После возвращения из церкви Меркурия Смоленского Матвей Парменыч приказал расставить во дворе стражу из дворовых людей, вооруженных ружьями, пистолями и саблями, и сам вместе с Наташей заперся в хоромах. Только что девушка, до смерти напуганная беспрестанной стрельбой, забылась к вечеру тревожной дремотой, как звуки набата в ближайших церквах заставили ее вскочить. Она побежала к окну и при виде зловещего огненно-красного зарева над Москвой едва не лишилась сознания. Опрометью сбежала она из своего терема к Матвею Парменычу и во все следующие дни не расставалась с отцом, с ним проводила дни и ночевала в его «комнате», куда ей принесли постель. Потом состояние безумной тоски и страха постепенно сменилось подавленным состоянием безразличия. Матвей Парменыч, насколько мог, ободрял и утешал ее, но вскоре убедился, что девушка в них не нуждается. Она как бы замерла, отдавшись на волю Божью, приготовившись к самым худшим последствиям. В этом состоянии смерть уже не казалась страшной. Было одно желание: скорей бы наступил тот или иной конец. Порой, впрочем, охватывало мучительное томление, и девушка, не находя места, металась по комнате, ломая руки. Но Матвей Парменыч привлекал ее к себе, обнимал молча, нежно гладил головку, и она затихала, и снова одно желание поглощало все мысли и думы: лишь бы умереть так, рядом с любимым стариком отцом. Она думала: вот настанет смерть, всего одно мгновение – и кончено, все кончено: все муки томления, вся горечь неудавшейся жизни. Одно мгновение, а за ним – глубоко верилось – тихая радость отрады в вечном бытии, в неразрывном соединении с близкими сердцу. Так утешала эта мысль среди тревог совершенно выбившейся из колеи жизни, что смерть казалась уже даже желанной.

Матвей Парменыч тоже приготовился к смерти. Когда вечером в среду дошла до него весть, что князь Дмитрий Михайлович ранен и отряд его отступил из Москвы, последняя надежда, теплившаяся в душе старого боярина, угасла. Он верил, что подойдут новые ополчения, Москва будет спасена, возродится к счастливой жизни; сам же на личное спасение надеяться уже перестал. Хоромы его от пожара пока уцелели, но Матвей Парменыч приписывал это случайности. Он понял, что поляки после одержанной победы воспрянут духом и до прихода новых ополчений поторопятся прикончить всех, в ком они видели наиболее ярых врагов.
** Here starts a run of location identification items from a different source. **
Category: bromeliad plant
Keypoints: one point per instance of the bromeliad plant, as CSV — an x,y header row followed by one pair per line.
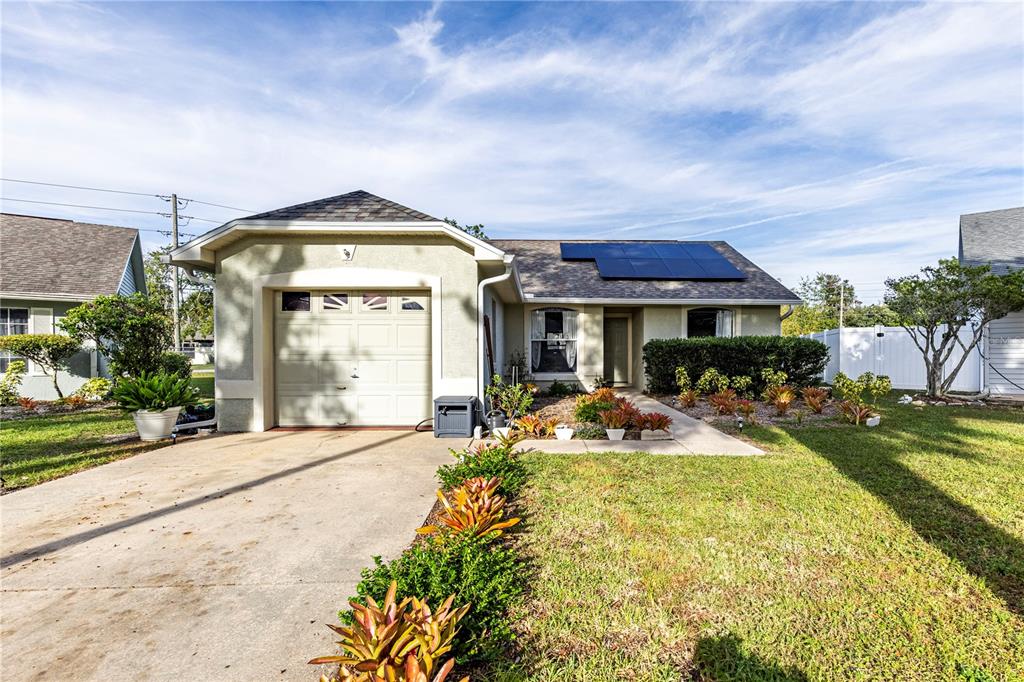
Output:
x,y
396,641
475,508
155,392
Сомнений в этом не могло быть. Спасения тоже ждать было неоткуда. И хотя Матвей Парменыч из чувства невольного самосохранения и окружил свои хоромы стражей, но он понимал, что горстка эта оказалась бы бессильной выдержать первый крупный натиск хорошо вооруженных польских жолнеров. Правда, Алексей Наумов обещал привести отряд стрельцов, но прошли уже сутки с тех пор, как он принес печальную весть о поражении отряда князя Пожарского, и с тех пор больше не показывался. Матвей Парменыч думал, что молодой стрелецкий начальник погиб или ранен в бою.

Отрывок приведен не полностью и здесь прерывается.